The Children of Shem
No-bid contractor Bectburton Corporation is in the news, under suspicion of skimming government funds in an oil-for-food scandal. The Children of Shem follows Ahmed Alwani, a lifelong American citizen of half-Iraqi extraction, who works as a glorified code monkey in Silicon Valley. He subverts computer-based honesty tests so thoroughly that even Bectburton managers can pass. Ahmed is a loosely practicing Muslim involved with a fundamentalist Christian named Brooke, an active member of the crackpot End Times club. She’s of a sunny disposition, but mischievous enough to sneak pork into his food. Best friend Jarvis, a former I.T. engineer, now works at Starbucks. Ahmed’s former college roommate Naji is now a United Nations auditor investigating Bectburton. A red pickup truck follows Naji around; he seems wound tight lately to his friends. Ahmed takes abuse for his religion and ethnicity from Brooke’s Rapture countdown crowd.
Sometimes I wondered if she was actually being serious or just bugging me for kicks. …all sanity went out the window when she started talking about religion.

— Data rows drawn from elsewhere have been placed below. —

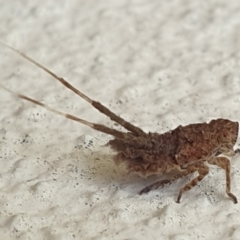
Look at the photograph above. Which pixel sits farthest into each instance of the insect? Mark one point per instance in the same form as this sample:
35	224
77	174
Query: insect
186	148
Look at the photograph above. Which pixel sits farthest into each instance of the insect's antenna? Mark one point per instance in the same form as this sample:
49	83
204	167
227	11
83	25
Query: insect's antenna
127	125
95	126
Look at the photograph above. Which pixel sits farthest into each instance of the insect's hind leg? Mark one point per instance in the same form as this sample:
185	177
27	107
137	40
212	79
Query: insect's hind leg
202	171
161	183
224	163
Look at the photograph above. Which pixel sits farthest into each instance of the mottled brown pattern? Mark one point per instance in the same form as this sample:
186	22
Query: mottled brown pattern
185	148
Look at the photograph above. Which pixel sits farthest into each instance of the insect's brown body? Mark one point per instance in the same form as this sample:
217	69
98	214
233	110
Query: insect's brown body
186	145
186	148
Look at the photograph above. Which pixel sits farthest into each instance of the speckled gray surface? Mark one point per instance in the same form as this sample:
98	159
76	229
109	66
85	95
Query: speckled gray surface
158	64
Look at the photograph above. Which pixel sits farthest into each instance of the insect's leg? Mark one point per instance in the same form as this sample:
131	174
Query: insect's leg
160	183
202	171
224	163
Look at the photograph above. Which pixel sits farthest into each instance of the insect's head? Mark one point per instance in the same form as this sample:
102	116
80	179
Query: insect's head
227	132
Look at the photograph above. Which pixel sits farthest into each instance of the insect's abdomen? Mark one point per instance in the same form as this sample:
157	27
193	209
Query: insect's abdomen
146	156
161	153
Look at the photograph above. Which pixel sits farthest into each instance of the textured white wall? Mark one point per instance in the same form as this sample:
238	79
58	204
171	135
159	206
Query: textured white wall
158	64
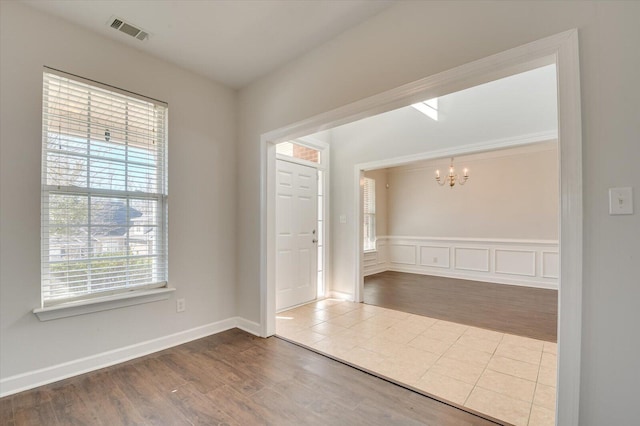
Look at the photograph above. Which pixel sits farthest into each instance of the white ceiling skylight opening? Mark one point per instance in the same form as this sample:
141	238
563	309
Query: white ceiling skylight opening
428	108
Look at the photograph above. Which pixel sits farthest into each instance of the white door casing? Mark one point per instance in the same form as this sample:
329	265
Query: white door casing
296	234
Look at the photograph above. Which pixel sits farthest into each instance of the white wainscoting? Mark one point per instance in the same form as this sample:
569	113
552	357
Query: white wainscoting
376	261
532	263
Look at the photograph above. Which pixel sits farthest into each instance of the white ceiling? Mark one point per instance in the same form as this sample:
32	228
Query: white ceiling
519	106
230	41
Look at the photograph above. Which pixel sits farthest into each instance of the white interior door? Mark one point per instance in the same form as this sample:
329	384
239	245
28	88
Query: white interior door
296	234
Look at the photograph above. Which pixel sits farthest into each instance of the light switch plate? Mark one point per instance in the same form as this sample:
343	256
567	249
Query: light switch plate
620	201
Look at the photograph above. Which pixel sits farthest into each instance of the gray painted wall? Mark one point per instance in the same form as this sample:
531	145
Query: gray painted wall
201	192
413	40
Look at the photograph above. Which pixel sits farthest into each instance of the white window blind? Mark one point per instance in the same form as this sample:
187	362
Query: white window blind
369	206
104	190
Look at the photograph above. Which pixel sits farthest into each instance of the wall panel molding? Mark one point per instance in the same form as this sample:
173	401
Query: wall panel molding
532	263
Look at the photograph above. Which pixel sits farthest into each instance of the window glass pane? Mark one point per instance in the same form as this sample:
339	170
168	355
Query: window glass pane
104	190
294	150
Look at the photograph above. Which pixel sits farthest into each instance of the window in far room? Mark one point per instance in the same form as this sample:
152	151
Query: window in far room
369	206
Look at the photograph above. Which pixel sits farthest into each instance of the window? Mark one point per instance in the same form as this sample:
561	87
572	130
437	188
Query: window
369	214
104	190
294	150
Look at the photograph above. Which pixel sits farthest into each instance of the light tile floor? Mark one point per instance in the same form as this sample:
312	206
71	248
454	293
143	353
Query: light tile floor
508	377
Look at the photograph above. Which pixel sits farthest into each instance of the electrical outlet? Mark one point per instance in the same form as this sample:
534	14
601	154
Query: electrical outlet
620	201
181	305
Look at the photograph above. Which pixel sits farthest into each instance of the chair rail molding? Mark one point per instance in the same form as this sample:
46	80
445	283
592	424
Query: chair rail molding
531	263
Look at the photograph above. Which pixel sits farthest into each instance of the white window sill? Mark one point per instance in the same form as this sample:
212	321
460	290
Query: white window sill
98	304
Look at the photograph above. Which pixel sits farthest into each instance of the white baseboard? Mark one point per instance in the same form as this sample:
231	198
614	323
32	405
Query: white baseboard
32	379
340	295
249	326
473	277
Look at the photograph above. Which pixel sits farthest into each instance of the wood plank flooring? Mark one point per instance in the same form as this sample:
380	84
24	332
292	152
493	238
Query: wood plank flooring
525	311
232	378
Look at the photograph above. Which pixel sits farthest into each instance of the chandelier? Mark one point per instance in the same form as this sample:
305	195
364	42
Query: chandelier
452	178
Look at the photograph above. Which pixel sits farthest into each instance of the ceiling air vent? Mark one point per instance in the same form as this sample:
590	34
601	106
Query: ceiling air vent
127	28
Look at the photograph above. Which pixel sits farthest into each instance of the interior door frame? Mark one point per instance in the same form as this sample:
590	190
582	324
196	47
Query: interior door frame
563	49
322	166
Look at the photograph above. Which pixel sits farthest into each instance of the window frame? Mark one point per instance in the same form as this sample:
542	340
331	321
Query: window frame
156	195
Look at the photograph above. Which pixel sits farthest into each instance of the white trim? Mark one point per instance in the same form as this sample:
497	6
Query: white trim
560	48
526	274
248	326
54	373
340	295
474	148
268	217
97	304
445	263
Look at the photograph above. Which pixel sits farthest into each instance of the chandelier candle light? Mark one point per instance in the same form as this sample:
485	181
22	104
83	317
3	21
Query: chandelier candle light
453	177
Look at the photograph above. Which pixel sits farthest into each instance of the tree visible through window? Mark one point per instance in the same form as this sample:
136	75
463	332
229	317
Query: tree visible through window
104	190
369	214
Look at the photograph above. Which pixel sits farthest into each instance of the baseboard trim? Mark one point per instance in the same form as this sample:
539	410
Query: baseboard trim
249	326
473	277
340	295
43	376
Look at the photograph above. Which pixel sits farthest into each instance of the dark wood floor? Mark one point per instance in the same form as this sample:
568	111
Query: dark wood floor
525	311
230	378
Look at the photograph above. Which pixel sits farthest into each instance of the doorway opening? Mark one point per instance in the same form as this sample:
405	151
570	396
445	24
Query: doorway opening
561	50
301	217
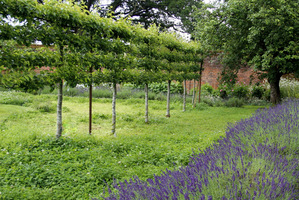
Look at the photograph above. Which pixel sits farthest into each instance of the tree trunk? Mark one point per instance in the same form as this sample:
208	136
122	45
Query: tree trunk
90	102
199	82
168	99
146	103
184	96
59	110
189	87
275	97
193	95
113	110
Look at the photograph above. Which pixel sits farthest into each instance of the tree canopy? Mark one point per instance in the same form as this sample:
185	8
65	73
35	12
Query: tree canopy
262	34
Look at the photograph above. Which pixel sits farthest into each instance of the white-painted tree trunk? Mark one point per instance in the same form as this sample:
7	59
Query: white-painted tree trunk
146	103
113	110
168	99
194	93
59	110
184	96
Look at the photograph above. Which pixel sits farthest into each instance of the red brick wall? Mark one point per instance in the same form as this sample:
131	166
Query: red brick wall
212	70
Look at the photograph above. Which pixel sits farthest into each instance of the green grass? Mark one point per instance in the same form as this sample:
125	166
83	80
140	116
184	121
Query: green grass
36	166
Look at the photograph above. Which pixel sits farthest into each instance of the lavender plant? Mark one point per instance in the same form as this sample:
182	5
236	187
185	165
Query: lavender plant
258	159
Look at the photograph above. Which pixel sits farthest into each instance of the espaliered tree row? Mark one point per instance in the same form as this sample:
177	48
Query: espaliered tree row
82	47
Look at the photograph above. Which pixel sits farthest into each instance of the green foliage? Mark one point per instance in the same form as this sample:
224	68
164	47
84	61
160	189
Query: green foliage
34	165
44	106
175	87
289	88
206	88
253	33
234	102
240	90
15	98
258	91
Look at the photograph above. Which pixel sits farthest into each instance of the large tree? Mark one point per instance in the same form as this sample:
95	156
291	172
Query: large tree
160	12
262	34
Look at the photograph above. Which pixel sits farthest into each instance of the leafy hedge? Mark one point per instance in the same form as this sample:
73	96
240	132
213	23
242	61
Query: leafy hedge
258	159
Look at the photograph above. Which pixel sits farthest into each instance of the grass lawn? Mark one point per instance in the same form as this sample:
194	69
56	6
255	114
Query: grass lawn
36	166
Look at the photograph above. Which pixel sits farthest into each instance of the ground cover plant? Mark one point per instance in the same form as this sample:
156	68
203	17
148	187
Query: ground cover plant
258	159
34	165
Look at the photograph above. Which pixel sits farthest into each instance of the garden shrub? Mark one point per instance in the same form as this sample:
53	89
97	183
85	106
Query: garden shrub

The quirky lives of Techies can be pitiable, as when they sneak into work for free on vacation days for lack of sideline pursuits. They hack of course, but the book is essentially a thriller of the post 9/11 brave new world, laced with a great deal of comedy—some light, some gallows variety. Business travel to Baghdad and an involuntary Caribbean getaway provide ripe opportunities to mix dramatics with social criticism. Portrayals of Iraqi-American quasi-dysfunctional family relationships are humanizing. Much of what Westerners identify as belligerent arguing is seen as normal discussion among Arab-Americans. The older men shout at dishwasher machines. They call the kids for hints on items misplaced within their own homes:
…my dad was looking for a pot he wanted to use to cook some rice. For some reason he thought that I would know where it was, having lived there about seven years ago.
An issue of genetic analysis works plot-wise but doesn’t hold up scientifically. Despite having the moxie to mock the authorities at an offshore prison, Ahmed’s actions illustrate a low-grade case of Stockholm Syndrome. He’s in thrall of both a prison official and a seemingly assetless vanilla girlfriend. The degree of cooperation with those who work against his own beliefs and interests is not fully supported by a passive personality or any direct gain.
Omar Eljumaily is a programmer and financial analyst from Silicon Valley. His father is an Iraqi-born Muslim, his mother an American-born Christian. In this first novel, Eljumaily comments intelligently on religious extremism, and observes destructive irrationality from a healthy distance. The Children of Shem will make readers laugh, then think. Recommended for a broad audience.